Christian Bohr, Projektleiter für barrierefreien Tourismus an der Südlichen Weinstraße, hat sich dafür mächtig ins Zeug gelegt. Gemeinsam mit einer dreiköpfigen Weinfestkommission hat er zusammengezählt neun Weinfeste im Kreis Südliche Weinstraße und der Stadt Landau besucht. Doch statt mit Schoppengläsern war das Team mit Wasserwaage, Messband und Fotoapparat ausgerüstet: „Wir haben zum Beispiel überprüft, ob barrierefreie Toiletten vorhanden und für Rollstuhlfahrer zugänglich sind, ob es entsprechende Parkplätze in der Nähe der Festgelände gibt, welche Steigungen die Wege haben oder ob es Stufen gibt.“ Ziel des Projekts sei es, immer mehr Feste barrierefrei zu machen, sagt Bohr im Gespräch mit der RHEINPFALZ. Für Hinweise und Verbesserungsvorschläge seien die meisten Veranstalter sehr dankbar. „Wir stoßen bei den Festverantwortlichen stets auf offene Ohren und haben bereits für nächstes Jahr die ersten Anmeldungen“, sagt er. Oft seien es gerade die kleinen Veränderungen, die für Rollstuhlfahrer viel bewirkten, betont Uta Holz, Geschäftsführerin der Tourismussparte im Verein Südliche Weinstraße. So wären zum Beispiel abgesenkte Tische für Mobilitätsbeeinträchtigte ein wichtiges Kriterium. Durch die Sensibilisierung aller Beteiligten werde das Thema Barrierefreiheit mit der Zeit bestimmt immer weitere Kreise ziehen, sagt Holz.

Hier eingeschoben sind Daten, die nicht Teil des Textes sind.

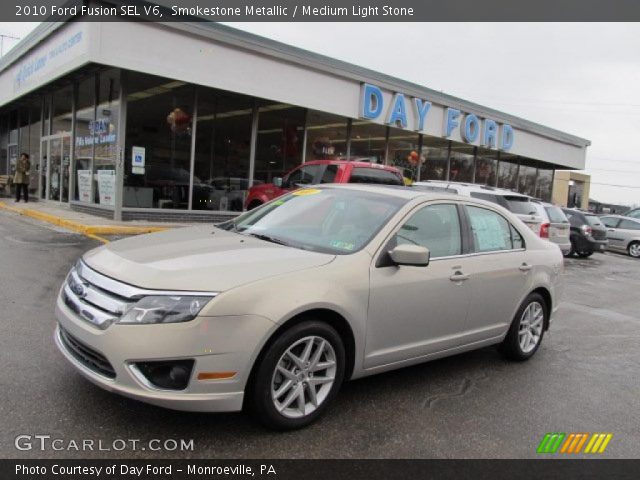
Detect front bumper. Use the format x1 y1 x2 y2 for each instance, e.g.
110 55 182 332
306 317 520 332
54 297 275 412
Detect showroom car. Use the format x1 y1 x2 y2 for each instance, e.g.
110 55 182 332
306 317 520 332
55 185 563 429
600 215 640 258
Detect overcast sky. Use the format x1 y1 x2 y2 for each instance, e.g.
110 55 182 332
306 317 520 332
0 23 640 204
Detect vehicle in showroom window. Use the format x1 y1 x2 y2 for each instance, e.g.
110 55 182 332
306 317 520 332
600 215 640 258
55 185 563 429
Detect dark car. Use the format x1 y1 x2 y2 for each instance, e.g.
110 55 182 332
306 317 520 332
562 208 609 257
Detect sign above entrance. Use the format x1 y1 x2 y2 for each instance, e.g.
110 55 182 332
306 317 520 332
360 83 515 151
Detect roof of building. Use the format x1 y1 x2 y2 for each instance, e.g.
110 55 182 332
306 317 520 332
0 0 591 148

„Weinfeste gehören zur Kultur“

Auch Landrat Dietmar Seefeldt (CDU) begrüßt das neue Angebot: „Natürlich ist der Tourismus für uns ein sehr wichtiges Thema. Doch soziale Themen sollten mindestens genauso wichtig sein.“ Umso besser, dass nun beide Themen miteinander verbunden würden. Für Betroffene sei es wichtig, gute und gesicherte Informationen zu haben, betont Matthias Rösch, Landesbeauftragter für die Belange behinderter Menschen. Von dem neuen Angebot profitierten nicht nur Menschen mit Behinderung, sondern beispielsweise auch Familien mit Kinderwagen oder ältere Menschen. „Weinfeste gehören zur Kultur dazu. Der neue Kalender ist ein weiterer Schritt dahin, dass wir alle dazugehören“, sagt Rösch. Hintergrund der Aktion ist die Tatsache, dass die Südliche Weinstraße seit 2015 Modellregion für barrierefreien Tourismus in Rheinland-Pfalz ist. Förderer sind der Europäische Fonds für regionale Entwicklung und das Ministerium für Wirtschaft, Verkehr, Landwirtschaft und Weinbau Rheinland-Pfalz. Zum ersten Januar wird der Landkreis auch als Mitglied der „Arbeitsgemeinschaft Barrierefreie Reiseziele in Deutschland“ beitreten. Es handelt sich dabei um einen Verbund aus Städten und Tourismusregionen, die sich der Entwicklung des barrierefreien Tourismus in Deutschland in besonderem Maße verschrieben haben und diesen ständig weiterentwickeln möchten.